March 13th, 2020 at 10:14 AM ^
Just because you got your Grade 10 you think you're hot stuff, with your book learning!
March 12th, 2020 at 11:12 PM ^
Most schools the last week was already spring break. But not mine. So I'm off for a month after tomorrow, but might call in anyway. I've got what I think (and my pulmonologist agrees) is an asthma flare up. But not sure there's any sense risking it.
In Michigan, the K-12 spring break is in three weeks.
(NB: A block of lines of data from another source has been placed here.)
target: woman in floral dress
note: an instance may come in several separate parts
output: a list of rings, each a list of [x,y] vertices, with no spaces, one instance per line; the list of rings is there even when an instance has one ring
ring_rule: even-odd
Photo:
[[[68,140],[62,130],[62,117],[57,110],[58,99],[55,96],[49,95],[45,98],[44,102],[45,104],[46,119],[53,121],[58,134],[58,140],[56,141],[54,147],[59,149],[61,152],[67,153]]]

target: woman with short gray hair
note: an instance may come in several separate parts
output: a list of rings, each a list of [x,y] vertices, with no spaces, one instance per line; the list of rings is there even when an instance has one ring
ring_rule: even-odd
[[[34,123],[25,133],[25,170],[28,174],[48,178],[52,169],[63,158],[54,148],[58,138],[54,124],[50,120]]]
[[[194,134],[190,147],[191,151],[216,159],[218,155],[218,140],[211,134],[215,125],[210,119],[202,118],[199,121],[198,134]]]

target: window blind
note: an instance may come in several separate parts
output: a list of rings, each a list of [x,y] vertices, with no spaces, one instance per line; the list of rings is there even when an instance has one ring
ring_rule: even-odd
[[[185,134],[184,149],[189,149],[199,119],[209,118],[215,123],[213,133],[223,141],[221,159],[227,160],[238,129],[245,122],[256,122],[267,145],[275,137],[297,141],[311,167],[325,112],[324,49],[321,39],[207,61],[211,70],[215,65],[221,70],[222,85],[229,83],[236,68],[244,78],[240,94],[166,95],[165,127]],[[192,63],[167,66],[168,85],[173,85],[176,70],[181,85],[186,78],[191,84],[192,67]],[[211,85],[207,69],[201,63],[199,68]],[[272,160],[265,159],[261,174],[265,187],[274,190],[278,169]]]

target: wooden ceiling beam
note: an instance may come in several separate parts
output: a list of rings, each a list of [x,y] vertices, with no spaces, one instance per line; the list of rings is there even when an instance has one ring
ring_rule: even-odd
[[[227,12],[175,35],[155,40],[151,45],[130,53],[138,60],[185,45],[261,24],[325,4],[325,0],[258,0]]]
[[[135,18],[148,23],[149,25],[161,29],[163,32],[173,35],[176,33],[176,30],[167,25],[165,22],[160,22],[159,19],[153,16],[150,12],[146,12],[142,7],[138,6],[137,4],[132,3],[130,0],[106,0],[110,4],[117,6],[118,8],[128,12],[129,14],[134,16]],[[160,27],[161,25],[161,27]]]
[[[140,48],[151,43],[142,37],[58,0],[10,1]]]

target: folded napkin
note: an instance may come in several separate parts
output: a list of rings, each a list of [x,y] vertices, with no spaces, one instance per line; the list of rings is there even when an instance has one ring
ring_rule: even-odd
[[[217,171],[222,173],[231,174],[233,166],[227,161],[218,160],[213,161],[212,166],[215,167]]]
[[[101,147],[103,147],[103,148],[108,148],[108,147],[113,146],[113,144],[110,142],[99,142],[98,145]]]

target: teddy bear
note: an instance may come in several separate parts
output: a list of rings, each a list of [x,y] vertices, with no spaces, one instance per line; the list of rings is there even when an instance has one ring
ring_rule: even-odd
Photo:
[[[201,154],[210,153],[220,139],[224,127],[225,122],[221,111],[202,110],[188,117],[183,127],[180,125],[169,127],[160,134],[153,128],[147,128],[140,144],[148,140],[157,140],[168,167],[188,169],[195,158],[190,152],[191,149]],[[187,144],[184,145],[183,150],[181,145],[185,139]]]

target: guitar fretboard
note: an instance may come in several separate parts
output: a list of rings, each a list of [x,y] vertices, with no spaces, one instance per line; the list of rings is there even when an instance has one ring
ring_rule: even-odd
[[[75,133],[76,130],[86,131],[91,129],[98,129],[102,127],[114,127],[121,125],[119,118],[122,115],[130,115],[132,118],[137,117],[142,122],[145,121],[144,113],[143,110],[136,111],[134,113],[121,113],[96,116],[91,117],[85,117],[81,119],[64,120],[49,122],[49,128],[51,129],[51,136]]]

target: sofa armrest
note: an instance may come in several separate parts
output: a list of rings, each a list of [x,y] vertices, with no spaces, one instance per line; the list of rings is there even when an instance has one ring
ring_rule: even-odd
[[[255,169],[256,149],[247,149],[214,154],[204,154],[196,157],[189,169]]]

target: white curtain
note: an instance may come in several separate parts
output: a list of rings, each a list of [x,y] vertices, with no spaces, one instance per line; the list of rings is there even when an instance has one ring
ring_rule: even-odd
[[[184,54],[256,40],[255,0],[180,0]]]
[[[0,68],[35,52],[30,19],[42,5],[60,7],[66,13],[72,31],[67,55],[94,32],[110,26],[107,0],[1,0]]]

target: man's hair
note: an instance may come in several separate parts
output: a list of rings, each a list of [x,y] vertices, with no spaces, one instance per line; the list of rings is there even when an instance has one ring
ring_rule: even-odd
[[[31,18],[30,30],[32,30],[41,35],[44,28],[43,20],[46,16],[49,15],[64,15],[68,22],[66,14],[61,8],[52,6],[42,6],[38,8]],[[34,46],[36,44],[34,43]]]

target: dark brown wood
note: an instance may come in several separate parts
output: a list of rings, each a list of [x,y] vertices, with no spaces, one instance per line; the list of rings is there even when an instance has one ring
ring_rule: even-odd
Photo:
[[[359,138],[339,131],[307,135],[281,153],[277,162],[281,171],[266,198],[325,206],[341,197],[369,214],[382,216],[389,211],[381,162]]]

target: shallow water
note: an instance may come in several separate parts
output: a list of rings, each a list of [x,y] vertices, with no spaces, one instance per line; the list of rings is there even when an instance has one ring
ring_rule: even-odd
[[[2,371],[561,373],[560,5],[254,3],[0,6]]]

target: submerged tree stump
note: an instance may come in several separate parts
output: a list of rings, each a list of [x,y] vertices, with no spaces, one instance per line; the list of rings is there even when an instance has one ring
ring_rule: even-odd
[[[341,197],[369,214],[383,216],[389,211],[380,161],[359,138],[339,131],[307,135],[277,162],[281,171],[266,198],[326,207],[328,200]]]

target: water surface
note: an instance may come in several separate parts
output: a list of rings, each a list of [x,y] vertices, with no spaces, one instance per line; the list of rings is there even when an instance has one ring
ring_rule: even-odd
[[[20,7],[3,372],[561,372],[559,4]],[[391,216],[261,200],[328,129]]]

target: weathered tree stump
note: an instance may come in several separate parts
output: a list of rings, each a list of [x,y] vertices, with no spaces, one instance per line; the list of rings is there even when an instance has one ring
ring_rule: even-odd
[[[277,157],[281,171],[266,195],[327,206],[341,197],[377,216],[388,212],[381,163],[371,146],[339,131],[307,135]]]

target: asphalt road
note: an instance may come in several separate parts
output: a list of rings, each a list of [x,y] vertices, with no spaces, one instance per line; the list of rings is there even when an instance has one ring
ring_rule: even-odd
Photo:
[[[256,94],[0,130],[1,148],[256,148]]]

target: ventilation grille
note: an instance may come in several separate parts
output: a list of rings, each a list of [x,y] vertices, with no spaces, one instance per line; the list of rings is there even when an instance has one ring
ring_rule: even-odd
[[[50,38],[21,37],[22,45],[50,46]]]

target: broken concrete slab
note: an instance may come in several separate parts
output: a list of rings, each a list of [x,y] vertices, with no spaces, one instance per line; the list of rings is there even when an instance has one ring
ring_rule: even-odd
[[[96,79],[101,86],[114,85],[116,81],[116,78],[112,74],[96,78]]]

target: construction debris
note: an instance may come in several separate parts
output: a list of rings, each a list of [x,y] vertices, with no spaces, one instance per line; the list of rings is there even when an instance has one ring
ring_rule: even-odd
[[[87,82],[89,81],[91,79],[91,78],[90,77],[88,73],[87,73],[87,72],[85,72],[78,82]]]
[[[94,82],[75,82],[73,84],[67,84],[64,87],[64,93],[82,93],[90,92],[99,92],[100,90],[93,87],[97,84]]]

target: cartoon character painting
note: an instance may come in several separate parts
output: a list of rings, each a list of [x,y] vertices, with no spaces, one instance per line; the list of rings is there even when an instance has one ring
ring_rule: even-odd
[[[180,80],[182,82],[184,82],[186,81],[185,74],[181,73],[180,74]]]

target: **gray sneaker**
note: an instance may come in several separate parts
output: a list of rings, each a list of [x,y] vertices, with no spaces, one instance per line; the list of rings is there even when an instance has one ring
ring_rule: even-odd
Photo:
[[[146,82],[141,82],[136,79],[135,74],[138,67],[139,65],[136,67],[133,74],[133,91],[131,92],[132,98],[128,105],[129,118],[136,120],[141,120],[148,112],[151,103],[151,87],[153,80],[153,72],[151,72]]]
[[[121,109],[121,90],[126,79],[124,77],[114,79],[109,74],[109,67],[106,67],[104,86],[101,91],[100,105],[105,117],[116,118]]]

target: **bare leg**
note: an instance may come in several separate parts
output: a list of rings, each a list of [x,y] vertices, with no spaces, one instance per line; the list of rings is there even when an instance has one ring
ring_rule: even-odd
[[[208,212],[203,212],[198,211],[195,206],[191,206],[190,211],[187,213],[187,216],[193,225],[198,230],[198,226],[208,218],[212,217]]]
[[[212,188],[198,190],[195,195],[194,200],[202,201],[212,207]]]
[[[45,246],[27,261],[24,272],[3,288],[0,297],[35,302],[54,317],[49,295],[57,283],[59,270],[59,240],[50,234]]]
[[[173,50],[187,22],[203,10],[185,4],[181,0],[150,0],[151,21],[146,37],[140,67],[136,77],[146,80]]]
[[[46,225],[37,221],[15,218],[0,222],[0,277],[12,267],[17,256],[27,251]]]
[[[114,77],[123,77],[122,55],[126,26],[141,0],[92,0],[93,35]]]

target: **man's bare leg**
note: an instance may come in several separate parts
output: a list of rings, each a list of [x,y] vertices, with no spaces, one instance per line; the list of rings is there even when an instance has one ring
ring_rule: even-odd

It's uniform by county, not across the whole state. In Ann Arbor, for example, spring break was scheduled to run from March 30 through April 3, but the Plymouth-Canton spring break was scheduled to start the following week (April 6 - 10).
March 12th, 2020 at 11:19 PM ^
Great time to plan a vaca.....fuck ?
Darn, I'll have to delay the delivery of .50 cal M2 machine guns you ordered. I'll send you the specs for the fighting positions (with interlocking fields of fire) so you can have those built for when I do get there.
March 12th, 2020 at 11:56 PM ^
My wife is a teacher. Looks like she gets a nice long spring break.
March 13th, 2020 at 10:03 AM ^
my wife is a teacher also and was informed today she is to report 3/23 as normal and is expected to be at school while children are off for duration....they were not told why
My guess:
"in-service day" where they are forced to clean, because the admin won't pay for a real cleaning service.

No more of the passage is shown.